The search for allowed CSG cells is not governed by the network, but is left to the UE to handle autonomously. To identify an allowed CSG cell the UE must read the CSG ID from the system information broadcast in the cell and compare it with the CSG ID(s) stored in a list referred to as CSG Whitelist or Allowed CSG List. When a match is found the UE has discovered an allowed CSG cell. To make the search for an allowed CSG cell more efficient the UE is assumed to utilize a so-called “fingerprint” of the CSG cell location. The exact mechanisms of such a fingerprint aided cell search are not standardized and will be up to each UE vendor to design. However, e.g. a fingerprint is obtained by listening to transmissions from the macrocells (i.e. regular cells which typically are much larger than femtocells) in the area of the allowed CSG cell. Transmissions from both LTE cells, 3G cells and 2G cells may be utilized to form a “signature”/“fingerprint” of the location of the CSG cell. Transmitted data that may be useful indications include e.g. cell identities (E-CGI (Evolved UMTS Terrestrial Radio Access Network (E-UTRAN) Cell Global Identity) in EPS and CGI (Cell Global Identity) in 2G/3G), registration area identifiers, such as Tracking Area Identities (TATs) in EPS, Location Area Identities (LAIs) and Routing Area Identities (RAIs) in 2G/3G and UTRAN Registration Area (URA) identities in 3G. Other types of radio transmissions could potentially also be used to provide input data to the fingerprint, e.g. Wireless Local Area Network (WLAN) or Worldwide Interoperability for Microwave Access (WiMAX) transmissions. The UE learns the fingerprint (i.e. records relevant received data which can be used to identify the location) of a CSG cell when it is present in the cell. Later, when searching for the CSG cell (or before searching for the CSG cell) the UE scans the radio environment and when it receives an indication of a fingerprint match (i.e. sufficiently many of the pieces of data constituting the fingerprint match the received ones), the UE determines that it is worthwhile to check the CSG ID of detected potential CSG cells. Also the network may be aware of the fingerprint, e.g. the network may know in which macro tracking area (i.e. a tracking area comprising macrocells) a UE has an allowed CSG cell. The network can have learnt this when the UE accessed the network using a CSG cell.

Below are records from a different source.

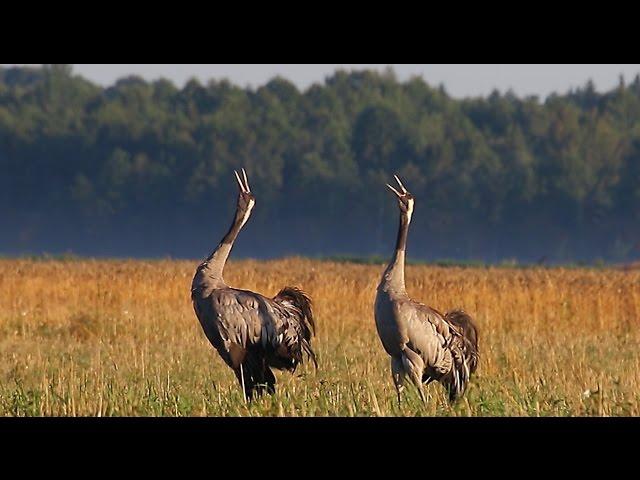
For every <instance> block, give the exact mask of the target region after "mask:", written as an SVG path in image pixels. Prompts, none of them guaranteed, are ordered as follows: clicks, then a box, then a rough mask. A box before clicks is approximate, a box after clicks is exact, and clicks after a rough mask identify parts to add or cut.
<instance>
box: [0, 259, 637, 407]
mask: <svg viewBox="0 0 640 480" xmlns="http://www.w3.org/2000/svg"><path fill="white" fill-rule="evenodd" d="M197 263H198V262H197V261H172V260H156V261H124V260H123V261H119V260H70V261H64V260H46V261H36V260H27V259H24V260H16V259H4V260H0V415H2V416H42V415H45V416H50V415H61V416H203V415H207V416H327V415H328V416H425V415H426V416H433V415H438V416H440V415H446V416H637V415H640V356H639V355H638V346H639V345H640V316H639V313H640V312H639V309H640V270H629V271H621V270H616V269H607V268H543V267H538V268H498V267H480V266H473V267H455V266H446V267H444V266H429V265H409V266H408V267H407V274H406V276H407V289H408V291H409V294H410V295H412V296H413V297H414V298H416V299H419V300H421V301H423V302H425V303H427V304H429V305H431V306H433V307H435V308H437V309H439V310H449V309H452V308H458V307H461V308H464V309H465V310H467V311H468V312H470V313H471V314H472V315H473V316H474V318H475V319H476V322H477V325H478V328H479V331H480V355H481V358H480V366H479V369H478V372H477V374H476V375H475V376H474V378H473V380H472V383H471V386H470V388H469V390H468V391H467V393H466V395H465V397H464V398H463V399H462V400H461V401H459V402H457V403H456V404H454V405H449V404H448V402H447V401H446V398H445V395H444V390H443V388H442V387H441V386H440V385H439V384H437V383H433V384H431V385H429V386H428V387H426V393H427V403H426V405H424V404H422V403H421V402H420V400H419V398H418V396H417V394H416V393H415V392H414V391H411V390H408V391H407V392H406V393H405V395H404V398H403V401H402V402H401V403H400V404H399V405H398V403H397V401H396V393H395V389H394V387H393V383H392V381H391V375H390V368H389V358H388V357H387V355H386V353H385V352H384V350H383V349H382V345H381V343H380V341H379V339H378V337H377V334H376V330H375V324H374V319H373V301H374V296H375V289H376V285H377V283H378V281H379V278H380V275H381V273H382V270H383V268H384V267H383V266H382V264H374V265H364V264H354V263H348V262H332V261H318V260H308V259H283V260H274V261H253V260H241V261H231V262H230V263H229V264H228V265H227V267H226V270H225V278H226V280H227V282H228V283H229V284H230V285H233V286H238V287H241V288H246V289H250V290H254V291H258V292H260V293H263V294H265V295H269V296H272V295H274V294H276V293H277V291H278V290H279V289H280V288H281V287H282V286H284V285H298V286H300V287H302V288H303V289H304V290H306V291H307V292H308V293H309V294H310V295H311V297H312V298H313V300H314V307H315V308H314V310H315V314H316V321H317V326H318V332H317V336H316V337H315V338H314V340H313V344H314V349H315V350H316V352H317V354H318V370H317V371H316V370H315V369H314V368H313V365H312V364H308V365H303V366H302V367H300V368H299V369H298V371H297V372H296V374H295V375H291V374H289V373H286V372H285V373H276V376H277V379H278V385H277V388H278V391H277V393H276V394H275V395H273V396H267V397H262V398H260V399H258V400H256V401H254V402H252V403H245V402H244V401H243V396H242V393H241V391H240V389H239V387H238V384H237V382H236V380H235V377H234V376H233V374H232V372H231V371H230V370H229V369H228V368H227V367H226V365H224V363H223V362H222V360H221V359H220V358H219V357H218V355H217V353H216V352H215V350H214V349H213V348H212V347H211V345H210V344H209V343H208V341H207V340H206V338H205V337H204V334H203V333H202V330H201V328H200V325H199V323H198V321H197V319H196V317H195V314H194V312H193V309H192V306H191V301H190V296H189V293H190V292H189V290H190V285H191V279H192V276H193V271H194V269H195V267H196V265H197Z"/></svg>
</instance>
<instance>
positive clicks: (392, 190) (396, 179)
mask: <svg viewBox="0 0 640 480" xmlns="http://www.w3.org/2000/svg"><path fill="white" fill-rule="evenodd" d="M393 178H395V179H396V182H398V185H400V191H398V190H396V189H395V188H394V187H392V186H391V185H389V184H388V183H387V187H388V188H389V190H391V191H392V192H393V193H395V194H396V195H397V196H398V198H401V197H403V196H405V195H407V194H408V193H409V192H408V191H407V189H406V188H404V185H403V184H402V182H401V181H400V179H399V178H398V176H397V175H394V176H393ZM401 192H402V193H401Z"/></svg>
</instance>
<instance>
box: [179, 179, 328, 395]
mask: <svg viewBox="0 0 640 480" xmlns="http://www.w3.org/2000/svg"><path fill="white" fill-rule="evenodd" d="M234 173H235V176H236V180H237V182H238V186H239V188H240V193H239V195H238V204H237V208H236V215H235V218H234V220H233V223H232V224H231V228H230V229H229V231H228V233H227V234H226V235H225V236H224V237H223V239H222V241H221V242H220V244H219V245H218V247H217V248H216V249H215V250H214V251H213V252H212V253H211V255H209V257H207V259H206V260H205V261H204V262H202V263H201V264H200V265H199V266H198V268H197V269H196V273H195V276H194V277H193V283H192V285H191V299H192V301H193V308H194V310H195V312H196V316H197V317H198V320H199V321H200V324H201V326H202V329H203V330H204V333H205V335H206V337H207V338H208V339H209V342H211V344H212V345H213V346H214V347H215V349H216V350H217V351H218V353H219V354H220V356H221V357H222V359H223V360H224V362H225V363H226V364H227V365H228V366H229V367H231V368H232V369H233V371H234V373H235V375H236V378H237V379H238V382H240V385H241V387H242V390H243V394H244V398H245V399H246V398H249V399H251V398H253V397H254V395H256V394H262V393H264V392H267V393H275V384H276V379H275V376H274V375H273V372H272V370H271V369H272V368H275V369H278V370H288V371H290V372H294V371H295V370H296V367H297V366H298V364H299V363H301V362H302V361H303V357H305V356H306V357H307V358H310V359H311V360H313V362H314V364H315V366H316V368H317V362H316V357H315V354H314V352H313V350H312V348H311V337H312V335H314V334H315V323H314V318H313V310H312V303H311V299H310V298H309V297H308V296H307V295H306V294H305V293H304V292H303V291H302V290H300V289H299V288H296V287H285V288H283V289H282V290H280V292H279V293H278V294H277V295H276V296H275V297H273V298H268V297H265V296H263V295H260V294H259V293H255V292H251V291H248V290H240V289H237V288H232V287H229V286H228V285H227V284H226V283H225V281H224V279H223V277H222V273H223V270H224V266H225V264H226V262H227V258H228V257H229V253H230V252H231V249H232V248H233V243H234V241H235V240H236V238H237V236H238V233H239V232H240V229H242V227H243V226H244V224H245V223H246V222H247V220H248V219H249V216H250V215H251V211H252V209H253V207H254V205H255V197H254V196H253V194H252V193H251V190H250V188H249V181H248V179H247V174H246V172H245V170H244V168H243V169H242V178H241V177H240V175H238V172H236V171H234ZM303 354H304V355H303Z"/></svg>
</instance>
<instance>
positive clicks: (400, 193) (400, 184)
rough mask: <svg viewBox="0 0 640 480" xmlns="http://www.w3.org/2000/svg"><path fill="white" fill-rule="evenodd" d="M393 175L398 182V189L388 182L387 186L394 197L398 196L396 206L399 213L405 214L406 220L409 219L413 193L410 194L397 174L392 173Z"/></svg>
mask: <svg viewBox="0 0 640 480" xmlns="http://www.w3.org/2000/svg"><path fill="white" fill-rule="evenodd" d="M393 177H394V178H395V179H396V182H398V185H399V186H400V190H397V189H396V188H394V187H392V186H391V185H389V184H388V183H387V187H388V188H389V190H391V191H392V192H393V193H394V194H395V195H396V197H398V207H399V208H400V213H402V214H403V215H406V216H407V218H408V220H409V221H411V215H412V214H413V203H414V199H413V195H411V193H410V192H409V191H408V190H407V189H406V188H405V187H404V185H403V184H402V182H401V181H400V179H399V178H398V176H397V175H394V176H393Z"/></svg>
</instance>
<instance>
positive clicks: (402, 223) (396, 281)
mask: <svg viewBox="0 0 640 480" xmlns="http://www.w3.org/2000/svg"><path fill="white" fill-rule="evenodd" d="M410 221H411V219H410V217H409V216H408V215H407V214H406V213H404V212H400V225H399V227H398V237H397V239H396V249H395V252H394V254H393V257H392V258H391V261H390V262H389V265H388V266H387V269H386V270H385V273H384V281H383V283H384V286H385V289H387V290H393V291H396V292H404V291H405V284H404V260H405V252H406V249H407V234H408V232H409V223H410Z"/></svg>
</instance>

When many femtocells are deployed in an area these will substantially contribute to the overall radio transmission interference and may degrade the quality of the radio environment in the macrocells as well as the general performance of the cellular system in the area. In particular this is a problem for a UE located close to a HN which it is not allowed to access.
Furthermore, a general trend in the telecommunication business is that, as a result of rising energy prices, the energy consumed by the network equipment represents an increasingly larger part of the cost of running the network. Together with the global environmental trend and the increasing importance for enterprises to have good environmental images, this has caused operators to demand that vendors of infrastructure equipment come up with ways to reduce their equipment's energy consumption.